Hidden Agenda Reviews

  • SolaceCreedSolaceCreed701,770
    04 Mar 2019
    3 0 0
    Now, for a trophy collector, you may not exactly find an easier platinum for an PlayLink game than Hidden Agenda (although I never got to it before I lent it out and haven't seen it since).

    The story is centered around a murderer called the Trapper Murderer. Told from three characters perspectives (The murderer, The Solicitor, The Detective) it is a good little murder mystery spiced up a bit by its multiplayer game mechanics. Now, you can play this on your own, unlike most of the playlink titles, but you'd lose some of the charm.

    During the game, a player gets an "Hidden Agenda" (see what they did there?) and it could be from 'Let the murderer go free' to 'convince everyone to go to X location', and normally you know full well it's the wrong location. During discussing the events of the chapter, everyone votes on what will happen during the game. The majority wins, but if someone guesses who has the hidden agenda, they stop that person getting any points for the round and at the same time earning an extra powerplay.

    The idea is to appear like you're working with everyone else whilst working to win the game and every now and then on an agenda. It becomes like an elaborate Cluedo version of Poker. The ability to not give yourself away is key to winning.

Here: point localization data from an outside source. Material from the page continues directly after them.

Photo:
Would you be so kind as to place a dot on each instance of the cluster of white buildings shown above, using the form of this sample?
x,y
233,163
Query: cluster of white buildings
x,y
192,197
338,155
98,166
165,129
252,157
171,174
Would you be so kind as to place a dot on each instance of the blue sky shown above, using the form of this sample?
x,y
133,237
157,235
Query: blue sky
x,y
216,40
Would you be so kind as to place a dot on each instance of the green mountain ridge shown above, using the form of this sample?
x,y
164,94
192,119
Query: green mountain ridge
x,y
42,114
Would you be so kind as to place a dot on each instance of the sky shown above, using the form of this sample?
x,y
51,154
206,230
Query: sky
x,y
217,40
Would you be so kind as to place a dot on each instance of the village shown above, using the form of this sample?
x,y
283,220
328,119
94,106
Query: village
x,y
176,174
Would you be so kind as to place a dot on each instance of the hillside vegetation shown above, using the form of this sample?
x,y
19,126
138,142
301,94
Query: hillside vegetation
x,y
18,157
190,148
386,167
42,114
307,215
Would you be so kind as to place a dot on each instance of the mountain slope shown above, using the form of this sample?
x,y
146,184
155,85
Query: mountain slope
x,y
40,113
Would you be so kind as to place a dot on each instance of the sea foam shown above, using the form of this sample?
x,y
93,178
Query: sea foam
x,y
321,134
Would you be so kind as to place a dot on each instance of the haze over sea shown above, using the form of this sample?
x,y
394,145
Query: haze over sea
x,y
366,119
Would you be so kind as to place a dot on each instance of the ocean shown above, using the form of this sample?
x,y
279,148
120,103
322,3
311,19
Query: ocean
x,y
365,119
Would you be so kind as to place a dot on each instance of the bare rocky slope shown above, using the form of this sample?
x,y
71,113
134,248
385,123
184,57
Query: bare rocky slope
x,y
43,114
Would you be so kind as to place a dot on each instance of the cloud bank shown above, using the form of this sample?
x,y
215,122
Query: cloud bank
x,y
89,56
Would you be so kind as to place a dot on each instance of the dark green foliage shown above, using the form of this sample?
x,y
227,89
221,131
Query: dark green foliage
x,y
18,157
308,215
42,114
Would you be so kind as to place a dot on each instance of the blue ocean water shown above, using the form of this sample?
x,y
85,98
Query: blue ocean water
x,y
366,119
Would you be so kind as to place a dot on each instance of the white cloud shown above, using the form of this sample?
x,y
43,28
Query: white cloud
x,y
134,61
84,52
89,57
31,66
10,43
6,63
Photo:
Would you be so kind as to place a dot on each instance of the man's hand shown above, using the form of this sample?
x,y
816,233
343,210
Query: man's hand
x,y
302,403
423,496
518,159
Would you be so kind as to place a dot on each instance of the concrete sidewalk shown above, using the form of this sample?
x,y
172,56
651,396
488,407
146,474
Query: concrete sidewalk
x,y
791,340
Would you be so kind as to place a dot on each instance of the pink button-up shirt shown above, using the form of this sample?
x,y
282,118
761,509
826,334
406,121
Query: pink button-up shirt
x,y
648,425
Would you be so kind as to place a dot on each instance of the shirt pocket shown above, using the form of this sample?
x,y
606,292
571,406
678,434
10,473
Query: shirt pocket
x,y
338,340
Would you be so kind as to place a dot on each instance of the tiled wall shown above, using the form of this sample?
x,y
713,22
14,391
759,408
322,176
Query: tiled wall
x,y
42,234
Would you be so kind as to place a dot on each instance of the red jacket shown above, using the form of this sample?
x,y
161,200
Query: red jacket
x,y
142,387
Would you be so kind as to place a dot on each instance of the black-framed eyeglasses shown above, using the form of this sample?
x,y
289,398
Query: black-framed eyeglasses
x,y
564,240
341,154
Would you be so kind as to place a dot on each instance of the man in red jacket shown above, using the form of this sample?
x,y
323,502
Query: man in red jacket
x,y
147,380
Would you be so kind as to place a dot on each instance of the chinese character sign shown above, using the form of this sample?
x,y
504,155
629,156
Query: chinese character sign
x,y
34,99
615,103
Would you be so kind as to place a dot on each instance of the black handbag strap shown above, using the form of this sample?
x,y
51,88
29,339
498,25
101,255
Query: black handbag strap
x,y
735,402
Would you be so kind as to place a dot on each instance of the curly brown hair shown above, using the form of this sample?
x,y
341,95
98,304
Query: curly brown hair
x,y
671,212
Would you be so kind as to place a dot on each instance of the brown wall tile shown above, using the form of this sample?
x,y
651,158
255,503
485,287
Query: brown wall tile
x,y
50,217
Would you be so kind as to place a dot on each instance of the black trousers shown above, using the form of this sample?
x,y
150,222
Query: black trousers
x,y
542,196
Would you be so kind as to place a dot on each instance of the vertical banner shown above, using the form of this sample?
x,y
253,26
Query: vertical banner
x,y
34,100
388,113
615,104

    Even the graphics are more than you'd probably expect from one of these kinds of titles. Most of the ones out there are more cartoony than realistic, this has a very strong feeling of Sony wanting to showcase the party-based PlayLink titles as something more than what gamers expected, and it succeeds. Although, every now and then the game (if you don't patch it admittedly) will disjoint the voice from the lips, like a live chatshow gone wrong via satelite on TV.

    Probably among one of the strongest of the PlayLink games (Frantics being a personal favourite of mine), it lends to an gimmick that may not have taken off as well as VR, presumably put off by having to download an app to your Mobile or tablet, it does detract from a rather shortsighted gamer idea that PlayLink can only be for kid-friendly, 'Nintendo-like' games. It does go a long way to showing that these games can have a more adult theme to them.